20 April 2010 Policies taken by the so-called Group of 20 major economies (G20) in response to the economic crisis have saved or created some 21 million jobs since last year, according to the United Nations International Labour Organization (ILO).
Juan Somavia, the agency’s Director-General, presented the results of a new study to a meeting of G20 labour and employment ministers which kicked off today in Washington.
The gathering, he said, “highlights the importance that leaders of the G20 countries put on having quality jobs at the heart of the recovery. And for the future we need an employment-oriented framework for strong, sustainable and balanced growth.”
G20 nations responded to the global crisis on a rapid and decisive scale, according to the ILO report, with monetary policy actions taken in late 2008 to stabilize weak economies quickly followed by fiscal measures to sustain and spur employment and protect workers and households.
But the report, entitled Accelerating a job-rich recovery in G20 countries: Building on experience, also noted that the labour market has remained slack since 2008, despite signs of economic recovery.
Informal employment and poverty is rising in some developing and emerging economies, while real wages have recorded weak growth in countries at all income levels.
The new study also found that the pace of job growth hinges on the level of recovery in output and in employment.

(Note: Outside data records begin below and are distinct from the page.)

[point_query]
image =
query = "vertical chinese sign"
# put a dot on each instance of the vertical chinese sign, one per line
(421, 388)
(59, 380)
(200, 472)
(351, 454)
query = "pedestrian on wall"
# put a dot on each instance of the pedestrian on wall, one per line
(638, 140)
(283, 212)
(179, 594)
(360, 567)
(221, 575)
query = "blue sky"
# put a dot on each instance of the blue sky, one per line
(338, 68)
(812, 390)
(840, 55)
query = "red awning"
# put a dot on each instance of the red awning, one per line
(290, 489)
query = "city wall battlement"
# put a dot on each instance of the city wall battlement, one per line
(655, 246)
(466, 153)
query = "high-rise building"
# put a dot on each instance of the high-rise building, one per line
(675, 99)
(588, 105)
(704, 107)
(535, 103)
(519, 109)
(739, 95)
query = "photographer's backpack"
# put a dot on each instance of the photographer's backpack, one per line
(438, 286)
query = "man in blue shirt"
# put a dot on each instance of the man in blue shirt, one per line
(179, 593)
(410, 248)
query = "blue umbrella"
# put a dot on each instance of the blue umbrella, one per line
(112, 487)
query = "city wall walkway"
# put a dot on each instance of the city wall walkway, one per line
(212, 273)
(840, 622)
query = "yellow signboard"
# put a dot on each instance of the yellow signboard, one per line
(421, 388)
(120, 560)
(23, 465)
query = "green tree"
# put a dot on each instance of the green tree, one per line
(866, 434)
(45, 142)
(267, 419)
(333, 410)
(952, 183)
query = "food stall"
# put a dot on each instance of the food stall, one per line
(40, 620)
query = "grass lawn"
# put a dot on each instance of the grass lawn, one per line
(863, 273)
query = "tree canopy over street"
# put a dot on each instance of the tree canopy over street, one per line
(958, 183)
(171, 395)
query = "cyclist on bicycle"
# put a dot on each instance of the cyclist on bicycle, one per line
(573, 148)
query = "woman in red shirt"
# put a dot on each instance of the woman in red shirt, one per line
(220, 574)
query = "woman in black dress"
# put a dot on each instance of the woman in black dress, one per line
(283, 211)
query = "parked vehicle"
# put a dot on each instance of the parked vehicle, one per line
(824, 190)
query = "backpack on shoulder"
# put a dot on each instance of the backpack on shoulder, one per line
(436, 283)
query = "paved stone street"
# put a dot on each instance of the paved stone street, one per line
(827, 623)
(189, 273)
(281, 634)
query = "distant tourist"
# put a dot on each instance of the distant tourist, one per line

While acknowledging the need for fiscal consolidation, ILO underscored the need to not prematurely activate exit strategies from the extraordinary stimulus measures launched last year, since in many countries, growth remains fragile and private sector demand is still weak.
The agency identified several policy challenges for a sustained recovery in jobs, including consolidating social protection in all nations to support more balanced economic and social development.